Hari demi hari telah berlalu tapi pemandangan sikap para pejabat negara ini tetap seakan tak berubah. yak tak jenuh dengan hal yang seperti itu. Coba kia lihat sejenak pemdangan di perbatasan antara Indonesia dengan negara ini. Alangkah indahnya kehidupan di kota Jakarta, mencari air, sumber makanan, listrik, kehidupan yang layak bagi sebagian orang tidak terlalu susah didapat karena akses yang terbilang sentral. Tetapi bagi sebagian orang yang mungkin juga tinggal di Jakarta hal tersebut masih susah didapatkan. Tapi alangkah lebih susah lagi dengan keadaan yang terjadi di perbatasan Indonesia.
Hal semacam ini memang telah banyak di dokumentasikan oleh media baik cetak, hingga elektronik, tapi hinga sekarang tidak terdengar bagaimana dampaknya setelah diliput oleh media. Tapi jika kita melirik kedalam suatu kasus korupsi, seakan-akan 2 sampai seminggu kedepan pasti banyak sekali yang memberitakan tentang hal itu. Back to the topic, jika saya boleh menelaah kesimpulan dari sebuah film “Tanah Surga…Katanya” bercerita tentang sebuah keluarga yang terdiri dari Bapak, Kakek, dan 2 orang anak yang tinggal disebuah perbatasan Indonesia-Malaysia, tetapi sang bapak dari 2 anak tersebut ingin pindah ke Malaysia dengan mengajak kedua anaknya tersebut, tetapi sang Kakek tidak mau diajak pindah karena sang Kakek cinta dengan Indonesia, masih teringat dibenaknya perjuangannya melawan penjajah ketika saat dulu. Akhirnya sang Kakek membujuk anak yang pertama untuk tetap tinggal di Indonesia sekaligus untuk menemani sang Kakek. Akhirnya bapak, dan anak yang ke-2 memutuskan untuk tinggal di Malaysia berharap mendapatkan kehidupan yang lebih baik daripada saat itu. Sang kakek dan anak yang pertama teap tinggal di Indonesia meskipun kehidupan disana sangat sulit. Hingga pada akhirnya sang kakek meninggal akibat terbatasnya akses kesehatan serta pelayanan kesehatan yang terlampau jauh jaraknya.

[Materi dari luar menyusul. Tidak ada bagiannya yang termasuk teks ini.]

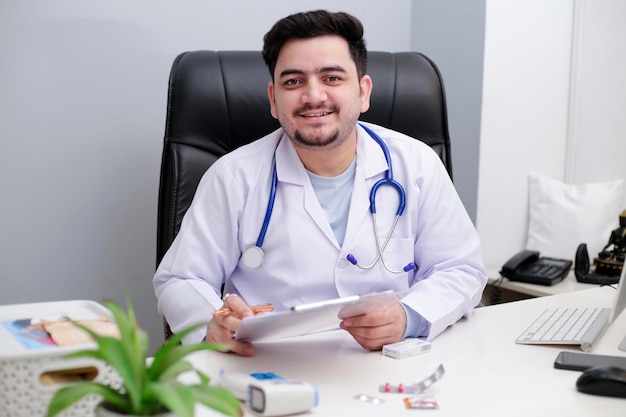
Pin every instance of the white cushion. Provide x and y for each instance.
(562, 216)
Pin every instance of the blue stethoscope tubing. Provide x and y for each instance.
(253, 256)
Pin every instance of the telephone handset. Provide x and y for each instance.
(529, 266)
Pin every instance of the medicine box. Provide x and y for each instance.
(32, 367)
(406, 348)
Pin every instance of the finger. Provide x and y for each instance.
(242, 348)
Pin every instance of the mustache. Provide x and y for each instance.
(309, 107)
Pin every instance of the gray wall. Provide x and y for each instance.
(82, 109)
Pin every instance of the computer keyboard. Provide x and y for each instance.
(566, 325)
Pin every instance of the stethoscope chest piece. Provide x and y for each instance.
(253, 257)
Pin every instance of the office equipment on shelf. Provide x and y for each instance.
(529, 266)
(581, 326)
(584, 274)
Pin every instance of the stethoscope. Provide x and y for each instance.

Apa yang dapat kita petik dari kisah tersebut adalah ketika daerah perbatasan yang sering orang lain atau bahkan pejabat negara ini jarang melirik, terdapat orang-orang yang berfikir untuk pergi ke “sebrang” perbatasan. Pendidikan, fasilitas kesehatan, hunian yang layak, perkejaan yang terjamin menjadi sesuatu yang mereka cari dibanding harus bertahan di wilayah asal mereka (perbatasan). Beberapa pertanyaan patut untuk dijawab ; Salahkah yang mereka lakukan untuk mendapatkan kehidupan yang layak ? Apa yang mereka banggakan dari Indonesia jikalau pemerintahnya saja tidak sepenuhnya memberikan fasilitas yang maksimal demi kehidupan yang layak ? Akankah mereka dapat menjaga semangat nasionalis mereka tetapi keadaan disana masih jauh dari keadaan Ibu Kota ? Akankah Pemerintah diam ketika melihat warga negaranya banyak yang memilih menyebrang ke negeri orang ? Bahkan mata uang di perbatasan antara Indonesia-Malaysia adalah Ringgit Malaysia, padahal masih masuk kedalam wilayah Indonesia, dan masyarakat daerah tersebut berkata bahwa “untuk transaksi jual beli disini sering menggunakan ringgit”.
Itu baru contoh kecil kawan, semoga kedepannya pemerintah Indonesia dapat mensejahterakan saudara-saudara kita yang berada di perbatasan.